Posted by Kathleen Dalton Woodbury (Member # 59) on :
 
quote:
Originally posted by robertq:
The reason I bring this up is that I read this story from another workshop, and it was decently written, but ten of 13 critiques really liked it. I was in the minority with Ian Creasey (numerous stories published in Asimov's) in not liking it for structural issues. I'm simply at a loss to explain the 10 positive crits.

robertq, it could be that you and Ian were more conscious of the structural issues, and those who really liked the story were not, perhaps because of some other factor that worked so well for them that they didn't notice the structure.

There are some aspects of writing, as has been mentioned, that can distract readers from failures in other aspects.
 
Posted by MattLeo (Member # 9331) on :
 
quote:
There are some aspects of writing, as has been mentioned, that can distract readers from failures in other aspects.
That, and when you're wearing your critiquing hat your "liking" response can be distorted by other factors, (e.g. workload). I once participated in an online workshop where to have your work critiqued you had to submit a certain number of critiques. What I found was that this produced a strong bias towards liking stories that were easy to skim. If you discarded the "liked it/hated it but don't have much to say" critiques you were lucky to get one useful critique for eight or nine submitted.

I have found critique exchanges much more productive here on Hatrack. Hatrackers have more of a personal commitment to help each other improve.

Another thing about sci-fi critiques is that sci-fi writers are a brainy bunch, but their gifted faculties are all over the map. I've had critiques from obviously highly intelligent people who can't seem to tell when a character in a story is being deceptive no matter how outrageous the deception is. Yet these people have valuable contributions in areas not related to character motivations. It stands to reason that they're getting very different things out of a story than others who have a sensitive ear for characterization but happily bypass huge logical holes in the plot.
 
Posted by extrinsic (Member # 8019) on :
 
Robertq wrote "I read this story from another workshop, and it was decently written, but ten of 13 critiques really liked it. I was in the minority with Ian Creasey (numerous stories published in Asimov's) in not liking it for structural issues. I'm simply at a loss to explain the 10 positive crits."
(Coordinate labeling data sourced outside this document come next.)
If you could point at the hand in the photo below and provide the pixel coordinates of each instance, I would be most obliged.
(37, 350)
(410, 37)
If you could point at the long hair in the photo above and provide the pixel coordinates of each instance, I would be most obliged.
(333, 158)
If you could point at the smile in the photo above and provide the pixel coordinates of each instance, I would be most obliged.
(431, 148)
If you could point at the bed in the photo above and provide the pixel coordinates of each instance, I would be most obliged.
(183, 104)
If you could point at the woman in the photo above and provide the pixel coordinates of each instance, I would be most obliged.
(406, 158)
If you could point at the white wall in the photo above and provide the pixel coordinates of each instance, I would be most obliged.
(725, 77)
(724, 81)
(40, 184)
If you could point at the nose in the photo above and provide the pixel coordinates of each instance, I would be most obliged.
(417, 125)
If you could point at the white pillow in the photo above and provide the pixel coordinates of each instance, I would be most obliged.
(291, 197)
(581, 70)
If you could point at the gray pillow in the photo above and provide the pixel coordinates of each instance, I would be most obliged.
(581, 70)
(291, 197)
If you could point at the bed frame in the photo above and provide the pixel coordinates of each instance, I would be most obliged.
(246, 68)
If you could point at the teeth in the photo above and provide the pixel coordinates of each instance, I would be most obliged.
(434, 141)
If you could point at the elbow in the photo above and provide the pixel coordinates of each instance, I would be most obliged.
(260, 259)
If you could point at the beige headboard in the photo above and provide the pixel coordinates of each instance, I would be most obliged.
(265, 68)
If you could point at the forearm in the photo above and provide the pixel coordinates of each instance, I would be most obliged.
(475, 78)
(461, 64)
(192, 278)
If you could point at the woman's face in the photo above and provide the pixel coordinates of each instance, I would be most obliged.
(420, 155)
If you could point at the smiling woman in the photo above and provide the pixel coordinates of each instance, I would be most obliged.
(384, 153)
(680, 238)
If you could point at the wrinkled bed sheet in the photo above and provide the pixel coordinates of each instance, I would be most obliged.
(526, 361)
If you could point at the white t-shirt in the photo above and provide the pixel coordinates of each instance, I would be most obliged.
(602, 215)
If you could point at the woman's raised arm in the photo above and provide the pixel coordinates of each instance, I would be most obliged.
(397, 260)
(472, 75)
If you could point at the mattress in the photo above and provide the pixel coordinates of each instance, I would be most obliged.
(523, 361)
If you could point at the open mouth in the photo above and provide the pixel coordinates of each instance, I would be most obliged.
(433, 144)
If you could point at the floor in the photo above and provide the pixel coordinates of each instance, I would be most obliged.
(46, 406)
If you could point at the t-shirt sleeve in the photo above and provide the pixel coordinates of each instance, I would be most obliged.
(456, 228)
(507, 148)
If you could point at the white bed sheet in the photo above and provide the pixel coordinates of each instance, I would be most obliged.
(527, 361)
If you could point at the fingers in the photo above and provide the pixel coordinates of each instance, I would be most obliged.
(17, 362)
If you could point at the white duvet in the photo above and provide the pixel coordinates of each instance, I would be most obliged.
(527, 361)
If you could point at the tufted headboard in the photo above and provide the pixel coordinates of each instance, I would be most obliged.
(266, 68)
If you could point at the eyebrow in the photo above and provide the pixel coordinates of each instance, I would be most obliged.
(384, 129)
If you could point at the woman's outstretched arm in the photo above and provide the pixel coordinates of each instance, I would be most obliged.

Seems to me an opportunity to satisfy for yourself why ten liked the story and three didn't as much. What did you glean from the ten's comments about what they found worked?

Since structural concerns are on point, consider whether alternative organizing principles are in play. Like maybe if a farce, audiences love accessible farces, a widening oscillation of escalating absurd and sublime actions might be an underlying organizing principle.

Anachrony, displaced temporal relation, might be involved. Escalating detail toward an inspirational revelation might be in play. And of course, setting, character, idea, event, or voice development might be emphasized and especially artful.

The story might not be a drama, where plot is emphasized. It could be a vignette, an anecdote, a sketch, or maybe a picaresque, where the episodic adventures of a roguish protagonist are portrayed.

Vignettes are foreshortened (narrow scope) sketch depictions of interesting and entertaining characters typically, sometimes settings or events.

Anecdotes are entertaining, interesting, sometimes amusing sketches of events involving characters and settings.

Sketches are like candid snapshots of a person in a setting for a narrow amount of time.

One important feature distinquishes drama from other forms: a major problem for the protagonist wanting satisfaction that's satisfied in a final outcome. Vignettes, anecdotes, sketches, and picaresques do not, per se, depict a problem wanting satisfaction, though any one might, or be parts of a larger drama. Cormac McCarthy's pre-Western Southern Gothic works are largely picaresques emulating William Faulkner's manner.
 
Posted by Kathleen Dalton Woodbury (Member # 59) on :
 
I have an example from my own experience in a critique group, but it would be too far off topic if I post it here. So I'll go post it in the "Things that annoy you" topic.